I could have discarded Rules 2 and 4 altogether and just used rule 5. But its generality generally proves usefull only a handful of times in even fiendish puzzles. Since it is much more costly for the computer (and for a human) to search for, it is reserved for those occasions when no further progress has been made using the other rules.

Swordfish certainly seems on the face of it to be logically distinct from these rules, and I would like to...

A: Include it in my program for completeness

B: Find some puzzles which require it, to challenge myself further

C: Eventually compile some sudoku which require it.

I guess I might have to try importing some Japanese puzzle books.

I used to do books of cryptic crosswords, but when you've finished the book, you have to go out and get another one.

With sudoku, I'm sure that I could just start again from the beginning and do each puzzle many times before I rembered anything specific about any puzzle.

I was playing some different Japanese number puzzles on Friday, including Hitori. I didn't find any that looked like they would have the purity and staying power of sudoku, but they were certainly fun and challenging and I think that everyone should hunt some out and give them a try. They are published in the same kinds of books.
carbon14

Posts: 4
Joined: 10 June 2005

Does it solve the puzzle from this thread? http://forum.enjoysudoku.com/viewtopic.php?t=75&postdays=0&postorder=asc&start=0

I believe this requires the "x-wing" technique to solve it.
Last edited by simes on Sun Dec 11, 2011 9:59 am, edited 2 times in total.
simes

Posts: 324
Joined: 11 March 2005
Location: UK

Nice puzzle, just what I was looking for.
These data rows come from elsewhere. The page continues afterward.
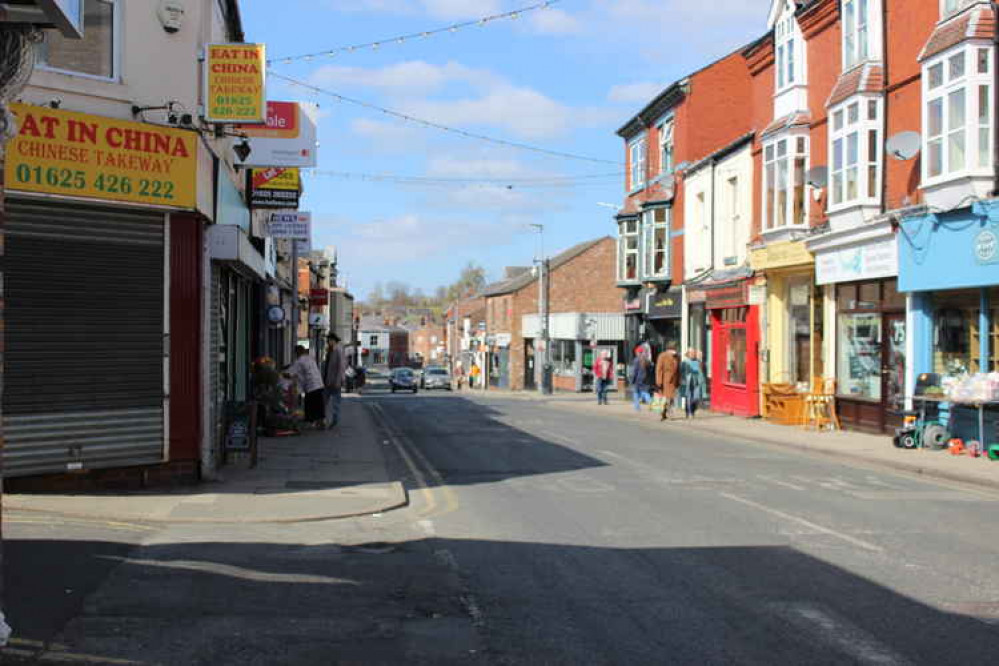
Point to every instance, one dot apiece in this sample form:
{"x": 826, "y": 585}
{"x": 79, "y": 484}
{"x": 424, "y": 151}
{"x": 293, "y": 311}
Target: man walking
{"x": 334, "y": 372}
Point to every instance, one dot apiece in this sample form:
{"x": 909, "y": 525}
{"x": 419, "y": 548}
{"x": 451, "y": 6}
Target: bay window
{"x": 856, "y": 32}
{"x": 957, "y": 115}
{"x": 666, "y": 146}
{"x": 627, "y": 250}
{"x": 784, "y": 164}
{"x": 636, "y": 153}
{"x": 855, "y": 149}
{"x": 655, "y": 249}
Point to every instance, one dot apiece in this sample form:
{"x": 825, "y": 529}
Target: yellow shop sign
{"x": 79, "y": 155}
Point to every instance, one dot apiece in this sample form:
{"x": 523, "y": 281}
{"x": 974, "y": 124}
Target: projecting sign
{"x": 275, "y": 187}
{"x": 296, "y": 225}
{"x": 235, "y": 83}
{"x": 79, "y": 155}
{"x": 287, "y": 140}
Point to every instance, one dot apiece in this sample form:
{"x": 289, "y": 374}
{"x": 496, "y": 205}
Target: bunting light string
{"x": 540, "y": 182}
{"x": 402, "y": 39}
{"x": 438, "y": 126}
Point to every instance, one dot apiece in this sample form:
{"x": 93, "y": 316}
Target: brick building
{"x": 585, "y": 308}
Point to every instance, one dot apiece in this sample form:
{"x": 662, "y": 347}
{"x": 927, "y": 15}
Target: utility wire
{"x": 444, "y": 128}
{"x": 332, "y": 53}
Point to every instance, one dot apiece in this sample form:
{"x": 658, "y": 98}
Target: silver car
{"x": 436, "y": 378}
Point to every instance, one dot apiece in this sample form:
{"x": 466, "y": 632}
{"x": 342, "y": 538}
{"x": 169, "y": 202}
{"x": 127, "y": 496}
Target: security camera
{"x": 242, "y": 150}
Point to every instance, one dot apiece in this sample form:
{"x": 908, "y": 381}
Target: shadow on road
{"x": 439, "y": 601}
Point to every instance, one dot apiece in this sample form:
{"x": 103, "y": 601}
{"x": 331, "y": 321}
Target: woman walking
{"x": 668, "y": 379}
{"x": 692, "y": 384}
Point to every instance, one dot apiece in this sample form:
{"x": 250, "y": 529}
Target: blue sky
{"x": 563, "y": 78}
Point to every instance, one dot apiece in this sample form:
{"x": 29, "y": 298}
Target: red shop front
{"x": 735, "y": 346}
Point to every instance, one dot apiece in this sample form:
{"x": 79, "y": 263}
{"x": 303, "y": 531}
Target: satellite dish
{"x": 818, "y": 177}
{"x": 904, "y": 145}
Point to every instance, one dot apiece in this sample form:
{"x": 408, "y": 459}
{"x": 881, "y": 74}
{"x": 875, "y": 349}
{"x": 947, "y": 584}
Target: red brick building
{"x": 585, "y": 307}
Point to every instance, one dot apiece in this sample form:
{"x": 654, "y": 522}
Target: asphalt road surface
{"x": 538, "y": 535}
{"x": 589, "y": 540}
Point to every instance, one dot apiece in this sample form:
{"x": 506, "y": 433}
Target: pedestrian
{"x": 692, "y": 384}
{"x": 334, "y": 373}
{"x": 603, "y": 373}
{"x": 310, "y": 381}
{"x": 640, "y": 377}
{"x": 667, "y": 379}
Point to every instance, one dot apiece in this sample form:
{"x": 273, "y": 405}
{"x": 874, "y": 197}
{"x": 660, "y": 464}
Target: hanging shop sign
{"x": 287, "y": 139}
{"x": 319, "y": 297}
{"x": 80, "y": 155}
{"x": 275, "y": 187}
{"x": 235, "y": 83}
{"x": 665, "y": 305}
{"x": 295, "y": 225}
{"x": 863, "y": 262}
{"x": 780, "y": 255}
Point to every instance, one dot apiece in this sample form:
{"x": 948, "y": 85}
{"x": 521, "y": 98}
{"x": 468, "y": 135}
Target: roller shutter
{"x": 85, "y": 342}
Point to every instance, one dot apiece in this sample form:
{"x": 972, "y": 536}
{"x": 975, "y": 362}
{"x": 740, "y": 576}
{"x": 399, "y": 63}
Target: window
{"x": 627, "y": 242}
{"x": 855, "y": 138}
{"x": 564, "y": 357}
{"x": 96, "y": 54}
{"x": 637, "y": 156}
{"x": 786, "y": 43}
{"x": 784, "y": 166}
{"x": 666, "y": 146}
{"x": 958, "y": 113}
{"x": 856, "y": 32}
{"x": 655, "y": 223}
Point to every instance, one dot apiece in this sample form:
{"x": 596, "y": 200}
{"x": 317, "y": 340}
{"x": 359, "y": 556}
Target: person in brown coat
{"x": 668, "y": 379}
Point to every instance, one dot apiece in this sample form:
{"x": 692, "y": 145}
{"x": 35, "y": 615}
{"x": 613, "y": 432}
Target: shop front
{"x": 101, "y": 290}
{"x": 792, "y": 329}
{"x": 735, "y": 344}
{"x": 949, "y": 268}
{"x": 865, "y": 341}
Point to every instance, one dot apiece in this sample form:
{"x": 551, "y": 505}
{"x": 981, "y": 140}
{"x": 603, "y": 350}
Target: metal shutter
{"x": 84, "y": 376}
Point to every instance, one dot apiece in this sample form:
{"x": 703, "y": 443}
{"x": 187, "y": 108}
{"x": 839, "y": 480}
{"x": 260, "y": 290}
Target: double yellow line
{"x": 438, "y": 498}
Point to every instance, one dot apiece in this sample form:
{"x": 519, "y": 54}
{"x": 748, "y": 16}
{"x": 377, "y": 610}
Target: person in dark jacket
{"x": 641, "y": 377}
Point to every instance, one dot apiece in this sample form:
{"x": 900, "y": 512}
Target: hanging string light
{"x": 480, "y": 22}
{"x": 443, "y": 128}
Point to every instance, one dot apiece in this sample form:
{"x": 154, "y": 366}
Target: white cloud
{"x": 639, "y": 92}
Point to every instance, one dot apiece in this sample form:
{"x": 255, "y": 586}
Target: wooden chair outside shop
{"x": 820, "y": 406}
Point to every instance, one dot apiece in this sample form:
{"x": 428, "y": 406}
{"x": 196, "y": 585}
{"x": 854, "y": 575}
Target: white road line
{"x": 807, "y": 523}
{"x": 841, "y": 634}
{"x": 778, "y": 482}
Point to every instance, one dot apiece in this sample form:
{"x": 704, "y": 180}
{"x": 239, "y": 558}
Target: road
{"x": 538, "y": 535}
{"x": 584, "y": 539}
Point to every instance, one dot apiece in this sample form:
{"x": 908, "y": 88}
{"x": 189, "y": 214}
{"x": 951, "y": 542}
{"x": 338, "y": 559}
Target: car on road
{"x": 436, "y": 377}
{"x": 403, "y": 379}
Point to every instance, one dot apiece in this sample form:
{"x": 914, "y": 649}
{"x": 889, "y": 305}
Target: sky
{"x": 563, "y": 79}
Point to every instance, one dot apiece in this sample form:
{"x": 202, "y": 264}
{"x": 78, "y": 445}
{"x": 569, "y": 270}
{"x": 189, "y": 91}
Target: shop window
{"x": 954, "y": 329}
{"x": 96, "y": 55}
{"x": 564, "y": 358}
{"x": 735, "y": 356}
{"x": 859, "y": 356}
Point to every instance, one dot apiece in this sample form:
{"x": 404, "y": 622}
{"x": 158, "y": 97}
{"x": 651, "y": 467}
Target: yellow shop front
{"x": 791, "y": 329}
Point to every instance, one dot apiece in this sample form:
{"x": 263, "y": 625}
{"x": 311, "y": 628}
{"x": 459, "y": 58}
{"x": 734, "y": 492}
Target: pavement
{"x": 319, "y": 475}
{"x": 855, "y": 446}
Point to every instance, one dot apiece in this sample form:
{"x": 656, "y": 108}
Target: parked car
{"x": 403, "y": 379}
{"x": 436, "y": 377}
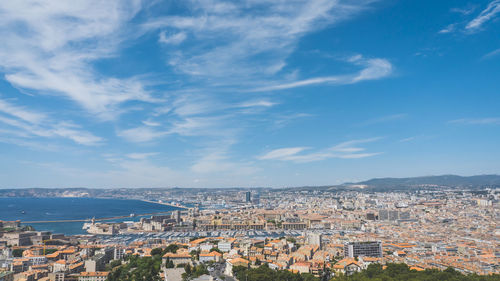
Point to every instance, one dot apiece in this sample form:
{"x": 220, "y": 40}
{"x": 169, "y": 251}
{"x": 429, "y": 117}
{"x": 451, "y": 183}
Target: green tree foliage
{"x": 138, "y": 269}
{"x": 194, "y": 272}
{"x": 397, "y": 272}
{"x": 172, "y": 248}
{"x": 216, "y": 250}
{"x": 17, "y": 253}
{"x": 264, "y": 273}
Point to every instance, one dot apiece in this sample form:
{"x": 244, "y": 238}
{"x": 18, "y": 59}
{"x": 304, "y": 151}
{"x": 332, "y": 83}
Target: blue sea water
{"x": 43, "y": 209}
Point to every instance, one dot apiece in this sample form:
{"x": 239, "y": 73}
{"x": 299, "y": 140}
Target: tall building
{"x": 314, "y": 239}
{"x": 176, "y": 215}
{"x": 366, "y": 249}
{"x": 383, "y": 215}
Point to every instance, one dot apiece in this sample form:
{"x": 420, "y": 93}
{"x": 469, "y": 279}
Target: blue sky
{"x": 246, "y": 93}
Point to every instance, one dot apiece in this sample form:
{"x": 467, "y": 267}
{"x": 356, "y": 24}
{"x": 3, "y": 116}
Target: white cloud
{"x": 477, "y": 121}
{"x": 141, "y": 134}
{"x": 373, "y": 69}
{"x": 282, "y": 153}
{"x": 174, "y": 39}
{"x": 141, "y": 156}
{"x": 270, "y": 33}
{"x": 21, "y": 112}
{"x": 49, "y": 47}
{"x": 27, "y": 124}
{"x": 449, "y": 28}
{"x": 491, "y": 54}
{"x": 345, "y": 150}
{"x": 486, "y": 15}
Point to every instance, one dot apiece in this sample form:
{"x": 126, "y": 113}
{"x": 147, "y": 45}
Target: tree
{"x": 17, "y": 253}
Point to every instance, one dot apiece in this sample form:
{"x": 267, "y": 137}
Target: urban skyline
{"x": 250, "y": 93}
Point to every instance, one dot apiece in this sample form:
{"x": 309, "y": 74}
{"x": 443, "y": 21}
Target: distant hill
{"x": 480, "y": 181}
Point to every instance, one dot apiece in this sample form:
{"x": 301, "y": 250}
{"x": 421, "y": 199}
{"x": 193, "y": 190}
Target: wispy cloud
{"x": 491, "y": 54}
{"x": 449, "y": 28}
{"x": 373, "y": 69}
{"x": 174, "y": 39}
{"x": 22, "y": 123}
{"x": 345, "y": 150}
{"x": 49, "y": 47}
{"x": 252, "y": 46}
{"x": 469, "y": 26}
{"x": 387, "y": 118}
{"x": 141, "y": 156}
{"x": 477, "y": 121}
{"x": 486, "y": 15}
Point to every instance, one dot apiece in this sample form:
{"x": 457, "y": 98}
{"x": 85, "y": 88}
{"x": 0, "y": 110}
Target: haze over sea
{"x": 43, "y": 209}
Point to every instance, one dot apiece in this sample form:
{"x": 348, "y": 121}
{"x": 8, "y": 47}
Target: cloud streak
{"x": 486, "y": 15}
{"x": 477, "y": 121}
{"x": 373, "y": 69}
{"x": 345, "y": 150}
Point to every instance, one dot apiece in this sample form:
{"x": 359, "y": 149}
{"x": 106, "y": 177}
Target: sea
{"x": 49, "y": 209}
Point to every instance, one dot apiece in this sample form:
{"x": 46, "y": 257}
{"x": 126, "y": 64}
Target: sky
{"x": 200, "y": 93}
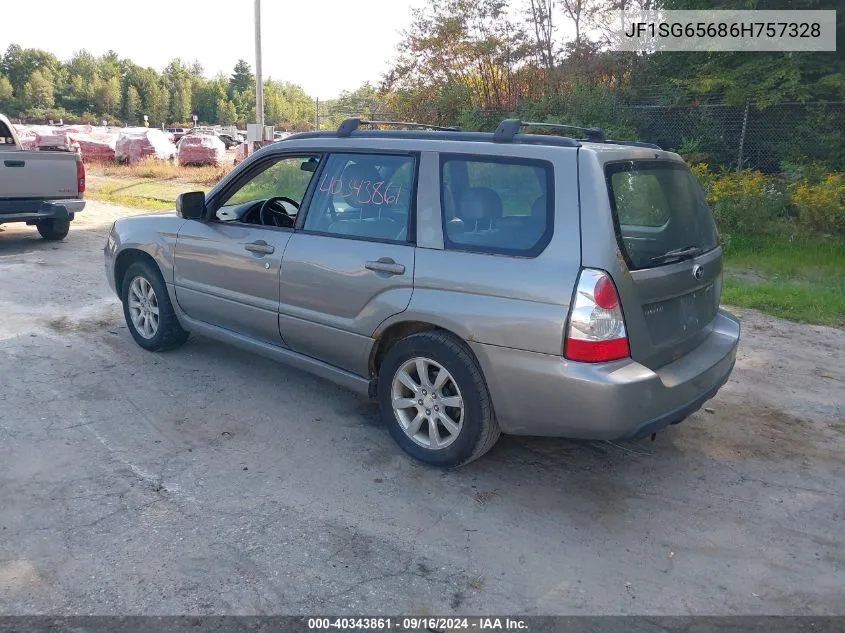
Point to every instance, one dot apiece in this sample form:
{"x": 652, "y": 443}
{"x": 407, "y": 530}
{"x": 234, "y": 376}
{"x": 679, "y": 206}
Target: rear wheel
{"x": 434, "y": 400}
{"x": 148, "y": 311}
{"x": 53, "y": 229}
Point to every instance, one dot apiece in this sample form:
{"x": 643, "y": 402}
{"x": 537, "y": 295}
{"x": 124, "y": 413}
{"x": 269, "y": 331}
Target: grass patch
{"x": 801, "y": 279}
{"x": 151, "y": 185}
{"x": 160, "y": 170}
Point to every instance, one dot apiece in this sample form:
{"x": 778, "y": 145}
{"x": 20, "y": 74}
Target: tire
{"x": 161, "y": 335}
{"x": 53, "y": 230}
{"x": 477, "y": 430}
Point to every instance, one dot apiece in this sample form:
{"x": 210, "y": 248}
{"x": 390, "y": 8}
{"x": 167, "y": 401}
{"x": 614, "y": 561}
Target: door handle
{"x": 260, "y": 248}
{"x": 385, "y": 265}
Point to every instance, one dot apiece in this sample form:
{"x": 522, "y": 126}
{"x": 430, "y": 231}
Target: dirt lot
{"x": 207, "y": 480}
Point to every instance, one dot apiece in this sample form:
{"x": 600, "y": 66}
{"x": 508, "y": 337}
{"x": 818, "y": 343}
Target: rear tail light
{"x": 80, "y": 176}
{"x": 596, "y": 331}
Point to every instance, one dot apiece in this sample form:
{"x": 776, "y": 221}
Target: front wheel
{"x": 54, "y": 229}
{"x": 434, "y": 400}
{"x": 148, "y": 311}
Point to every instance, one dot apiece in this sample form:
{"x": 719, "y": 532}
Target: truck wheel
{"x": 53, "y": 229}
{"x": 434, "y": 400}
{"x": 148, "y": 311}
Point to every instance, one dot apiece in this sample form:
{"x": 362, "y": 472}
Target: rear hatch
{"x": 667, "y": 237}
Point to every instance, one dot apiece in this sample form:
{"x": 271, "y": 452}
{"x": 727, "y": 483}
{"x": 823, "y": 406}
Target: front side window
{"x": 367, "y": 196}
{"x": 286, "y": 178}
{"x": 495, "y": 205}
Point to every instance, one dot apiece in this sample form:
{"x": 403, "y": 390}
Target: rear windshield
{"x": 658, "y": 208}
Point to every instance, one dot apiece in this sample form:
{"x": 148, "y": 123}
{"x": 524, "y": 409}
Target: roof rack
{"x": 350, "y": 125}
{"x": 509, "y": 128}
{"x": 634, "y": 144}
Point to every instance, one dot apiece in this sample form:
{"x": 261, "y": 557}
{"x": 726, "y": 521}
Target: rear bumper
{"x": 32, "y": 211}
{"x": 541, "y": 394}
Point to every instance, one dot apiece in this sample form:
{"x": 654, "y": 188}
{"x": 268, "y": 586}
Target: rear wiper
{"x": 679, "y": 254}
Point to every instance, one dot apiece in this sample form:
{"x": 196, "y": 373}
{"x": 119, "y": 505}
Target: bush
{"x": 743, "y": 201}
{"x": 821, "y": 205}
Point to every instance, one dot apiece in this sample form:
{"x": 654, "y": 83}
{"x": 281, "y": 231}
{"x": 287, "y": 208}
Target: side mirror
{"x": 191, "y": 206}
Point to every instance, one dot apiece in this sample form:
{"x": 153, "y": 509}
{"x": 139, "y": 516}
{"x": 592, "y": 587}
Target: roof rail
{"x": 350, "y": 125}
{"x": 509, "y": 128}
{"x": 634, "y": 144}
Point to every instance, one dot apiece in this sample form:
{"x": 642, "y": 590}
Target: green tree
{"x": 38, "y": 91}
{"x": 132, "y": 105}
{"x": 226, "y": 113}
{"x": 242, "y": 79}
{"x": 158, "y": 104}
{"x": 6, "y": 92}
{"x": 107, "y": 97}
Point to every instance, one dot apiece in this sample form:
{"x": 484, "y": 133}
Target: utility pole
{"x": 259, "y": 79}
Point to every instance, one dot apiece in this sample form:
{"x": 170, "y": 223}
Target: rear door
{"x": 670, "y": 277}
{"x": 350, "y": 265}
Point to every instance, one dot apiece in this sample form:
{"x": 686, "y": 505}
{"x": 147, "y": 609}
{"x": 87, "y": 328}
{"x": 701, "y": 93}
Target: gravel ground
{"x": 207, "y": 480}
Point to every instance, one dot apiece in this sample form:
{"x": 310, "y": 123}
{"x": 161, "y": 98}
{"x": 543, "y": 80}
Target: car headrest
{"x": 538, "y": 209}
{"x": 480, "y": 203}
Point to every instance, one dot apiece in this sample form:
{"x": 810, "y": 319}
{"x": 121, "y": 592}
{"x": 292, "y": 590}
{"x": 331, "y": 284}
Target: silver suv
{"x": 474, "y": 283}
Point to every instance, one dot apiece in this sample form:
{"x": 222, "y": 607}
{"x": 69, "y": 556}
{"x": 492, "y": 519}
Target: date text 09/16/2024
{"x": 417, "y": 624}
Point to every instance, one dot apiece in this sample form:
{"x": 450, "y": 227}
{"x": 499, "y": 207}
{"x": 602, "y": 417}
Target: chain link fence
{"x": 767, "y": 139}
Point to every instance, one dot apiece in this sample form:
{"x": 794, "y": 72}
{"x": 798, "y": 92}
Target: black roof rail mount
{"x": 509, "y": 128}
{"x": 350, "y": 125}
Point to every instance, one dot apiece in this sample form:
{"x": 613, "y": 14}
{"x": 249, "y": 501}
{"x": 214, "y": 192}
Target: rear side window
{"x": 496, "y": 205}
{"x": 658, "y": 208}
{"x": 364, "y": 196}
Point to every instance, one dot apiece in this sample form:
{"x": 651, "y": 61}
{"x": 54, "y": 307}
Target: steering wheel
{"x": 277, "y": 216}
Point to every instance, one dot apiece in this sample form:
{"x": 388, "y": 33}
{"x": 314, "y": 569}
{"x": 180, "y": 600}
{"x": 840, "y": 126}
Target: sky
{"x": 325, "y": 46}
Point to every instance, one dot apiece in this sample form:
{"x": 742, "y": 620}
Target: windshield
{"x": 660, "y": 212}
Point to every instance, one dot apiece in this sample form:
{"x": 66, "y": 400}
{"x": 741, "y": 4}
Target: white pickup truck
{"x": 44, "y": 189}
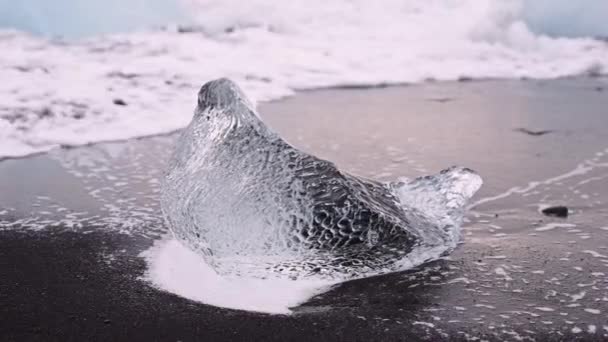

I have tested it and my program did indeed stall. I have found 1 swordfish in it so far. I'll see if I can complete the puzzle by hand and then I'll add a new rule to my program.

Thank you.
carbon14

Posts: 4
Joined: 10 June 2005

Just that one swordfish was all it took.

I'd have struggled for a long time to come up with that logic myself, it was a completely new technique to me two days ago.